L'ambasciatore Usa in Cina: intesa non imminente, summit non fissato

Branstad: "Sull'intesa commerciale restano distanze da limare"

Stati Uniti e Cina non hanno ancora fissato la data per un summit tra i presidenti Donald Trump e Xi Jinping, perché i due Paesi non sono ancora vicini a un accordo sul commercio. Il vertice tra i due leader, infatti, sarà organizzato solo quando sarà possibile annunciare un accordo. Ad ammetterlo è stato Terry Branstad, l'ambasciatore statunitense in Cina, in un'intervista al Wall Street Journal.

Branstad ha spiegato che i negoziatori hanno bisogno di ulteriore tempo per limare le differenze. "Entrambe le parti concordano sul fatto che debbano esserci progressi significativi, tali da dare la sensazione di essere molto vicini a un accordo, prima che avvenga" l'incontro tra i due presidenti. "Non siamo ancora a quel punto, ma siamo più vicini di quanto lo siamo stati in passato [...] Ci sono stati progressi considerevoli".

Il consigliere economico della Casa Bianca, Larry Kudlow, ha detto a Fox News che "c'è la speranza che forse, entro la fine di questo mese o l'inizio di aprile, i due leader possano incontrarsi e concludere un accordo". Pechino vorrebbe che il summit fosse più che altro una cerimonia per le firme sull'accordo, piuttosto che una negoziazione finale, per evitare richieste dell'ultimo minuto di Trump che possano far saltare l'intesa.

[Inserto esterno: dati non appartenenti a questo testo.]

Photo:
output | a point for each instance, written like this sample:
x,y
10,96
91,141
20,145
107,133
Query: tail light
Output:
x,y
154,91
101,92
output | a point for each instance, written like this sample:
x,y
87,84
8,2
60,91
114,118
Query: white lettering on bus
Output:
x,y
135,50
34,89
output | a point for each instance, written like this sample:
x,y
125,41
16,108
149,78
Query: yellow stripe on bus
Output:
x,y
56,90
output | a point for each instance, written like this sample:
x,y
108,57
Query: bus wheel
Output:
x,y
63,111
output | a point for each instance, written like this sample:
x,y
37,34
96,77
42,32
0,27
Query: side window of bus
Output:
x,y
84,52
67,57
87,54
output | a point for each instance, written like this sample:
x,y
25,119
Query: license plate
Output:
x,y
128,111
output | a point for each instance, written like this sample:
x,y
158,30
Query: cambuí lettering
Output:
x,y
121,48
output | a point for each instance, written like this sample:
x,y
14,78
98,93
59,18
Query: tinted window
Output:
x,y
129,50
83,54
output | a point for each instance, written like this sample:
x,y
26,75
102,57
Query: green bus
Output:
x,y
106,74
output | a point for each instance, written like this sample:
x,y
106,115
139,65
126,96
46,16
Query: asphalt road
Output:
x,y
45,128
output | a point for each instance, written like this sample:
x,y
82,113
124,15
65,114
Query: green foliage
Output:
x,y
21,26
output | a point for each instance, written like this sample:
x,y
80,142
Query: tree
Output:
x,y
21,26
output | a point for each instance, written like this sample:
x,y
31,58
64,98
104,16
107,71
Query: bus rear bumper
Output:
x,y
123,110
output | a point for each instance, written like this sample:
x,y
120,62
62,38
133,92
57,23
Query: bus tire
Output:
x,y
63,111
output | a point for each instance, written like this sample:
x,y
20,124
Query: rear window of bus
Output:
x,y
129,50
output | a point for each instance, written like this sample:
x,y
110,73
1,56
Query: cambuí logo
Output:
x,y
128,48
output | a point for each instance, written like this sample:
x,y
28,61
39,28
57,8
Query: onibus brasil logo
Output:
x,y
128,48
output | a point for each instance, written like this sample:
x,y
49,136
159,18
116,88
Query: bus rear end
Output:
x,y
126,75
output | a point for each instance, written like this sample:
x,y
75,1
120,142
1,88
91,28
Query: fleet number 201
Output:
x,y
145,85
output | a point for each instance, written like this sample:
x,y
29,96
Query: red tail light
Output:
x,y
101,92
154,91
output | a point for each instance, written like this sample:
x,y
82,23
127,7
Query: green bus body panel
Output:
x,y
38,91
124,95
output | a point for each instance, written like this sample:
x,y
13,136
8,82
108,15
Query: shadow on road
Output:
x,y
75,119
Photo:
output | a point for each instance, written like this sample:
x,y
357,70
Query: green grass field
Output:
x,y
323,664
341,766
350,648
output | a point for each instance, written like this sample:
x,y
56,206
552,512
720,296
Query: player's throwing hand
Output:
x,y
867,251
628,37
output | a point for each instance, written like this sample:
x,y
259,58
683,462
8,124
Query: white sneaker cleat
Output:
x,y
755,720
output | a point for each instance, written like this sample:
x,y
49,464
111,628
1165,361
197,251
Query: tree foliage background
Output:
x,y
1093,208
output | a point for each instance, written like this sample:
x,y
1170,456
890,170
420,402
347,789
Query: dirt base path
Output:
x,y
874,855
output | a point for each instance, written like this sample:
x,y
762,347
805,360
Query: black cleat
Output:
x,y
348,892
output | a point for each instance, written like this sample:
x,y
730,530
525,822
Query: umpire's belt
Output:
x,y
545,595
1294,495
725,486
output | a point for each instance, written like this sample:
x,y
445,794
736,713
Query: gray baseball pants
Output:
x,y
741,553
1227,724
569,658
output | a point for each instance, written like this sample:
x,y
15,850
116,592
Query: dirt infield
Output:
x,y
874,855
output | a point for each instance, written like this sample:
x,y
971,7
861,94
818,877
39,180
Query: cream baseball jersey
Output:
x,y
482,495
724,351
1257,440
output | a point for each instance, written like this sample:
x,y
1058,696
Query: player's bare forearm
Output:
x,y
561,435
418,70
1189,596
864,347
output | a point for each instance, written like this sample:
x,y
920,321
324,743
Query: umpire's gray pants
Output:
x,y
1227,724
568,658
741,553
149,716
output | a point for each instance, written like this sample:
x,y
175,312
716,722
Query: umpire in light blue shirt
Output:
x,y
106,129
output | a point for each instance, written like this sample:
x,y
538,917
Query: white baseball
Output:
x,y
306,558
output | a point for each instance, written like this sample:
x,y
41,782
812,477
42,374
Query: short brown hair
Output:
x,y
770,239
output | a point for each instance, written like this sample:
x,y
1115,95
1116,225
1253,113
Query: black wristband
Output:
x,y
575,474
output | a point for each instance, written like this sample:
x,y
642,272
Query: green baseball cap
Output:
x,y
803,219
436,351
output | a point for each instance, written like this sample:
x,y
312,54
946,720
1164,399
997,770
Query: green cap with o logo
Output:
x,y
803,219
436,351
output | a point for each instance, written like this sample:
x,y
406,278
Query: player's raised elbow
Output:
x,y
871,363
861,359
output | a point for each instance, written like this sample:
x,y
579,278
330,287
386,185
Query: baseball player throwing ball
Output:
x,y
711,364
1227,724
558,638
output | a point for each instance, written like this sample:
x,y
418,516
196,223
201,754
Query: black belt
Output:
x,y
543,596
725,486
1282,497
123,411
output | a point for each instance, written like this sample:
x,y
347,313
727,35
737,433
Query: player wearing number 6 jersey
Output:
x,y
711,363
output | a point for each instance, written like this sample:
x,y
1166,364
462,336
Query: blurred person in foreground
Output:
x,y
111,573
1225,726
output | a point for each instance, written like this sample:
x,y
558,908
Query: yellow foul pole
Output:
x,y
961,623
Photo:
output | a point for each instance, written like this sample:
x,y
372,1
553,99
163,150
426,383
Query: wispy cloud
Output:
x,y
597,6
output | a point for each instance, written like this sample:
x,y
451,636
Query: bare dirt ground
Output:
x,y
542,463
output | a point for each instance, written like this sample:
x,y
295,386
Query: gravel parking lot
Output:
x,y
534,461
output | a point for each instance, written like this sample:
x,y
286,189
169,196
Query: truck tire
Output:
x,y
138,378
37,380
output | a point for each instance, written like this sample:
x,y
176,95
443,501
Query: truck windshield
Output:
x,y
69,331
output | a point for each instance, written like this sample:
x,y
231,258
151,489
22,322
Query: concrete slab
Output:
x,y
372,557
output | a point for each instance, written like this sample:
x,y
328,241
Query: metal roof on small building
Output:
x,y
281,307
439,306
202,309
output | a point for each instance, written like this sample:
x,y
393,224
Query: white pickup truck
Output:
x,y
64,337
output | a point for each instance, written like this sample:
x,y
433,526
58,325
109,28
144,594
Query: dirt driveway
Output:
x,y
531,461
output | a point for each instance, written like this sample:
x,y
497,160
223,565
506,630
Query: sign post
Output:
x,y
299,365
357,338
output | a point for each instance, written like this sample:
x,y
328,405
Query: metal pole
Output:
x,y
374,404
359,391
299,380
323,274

Come parte di una potenziale intesa, Pechino ha finora offerto di acquistare una maggiore quantità di prodotti agricoli ed energetici degli Stati Uniti, di permettere agli imprenditori statunitensi un maggior accesso al mercato cinese e di migliorare la protezione dei diritti di proprietà intellettuale; Washington vorrebbe che fosse garantito un meccanismo di controllo sul rispetto degli accordi.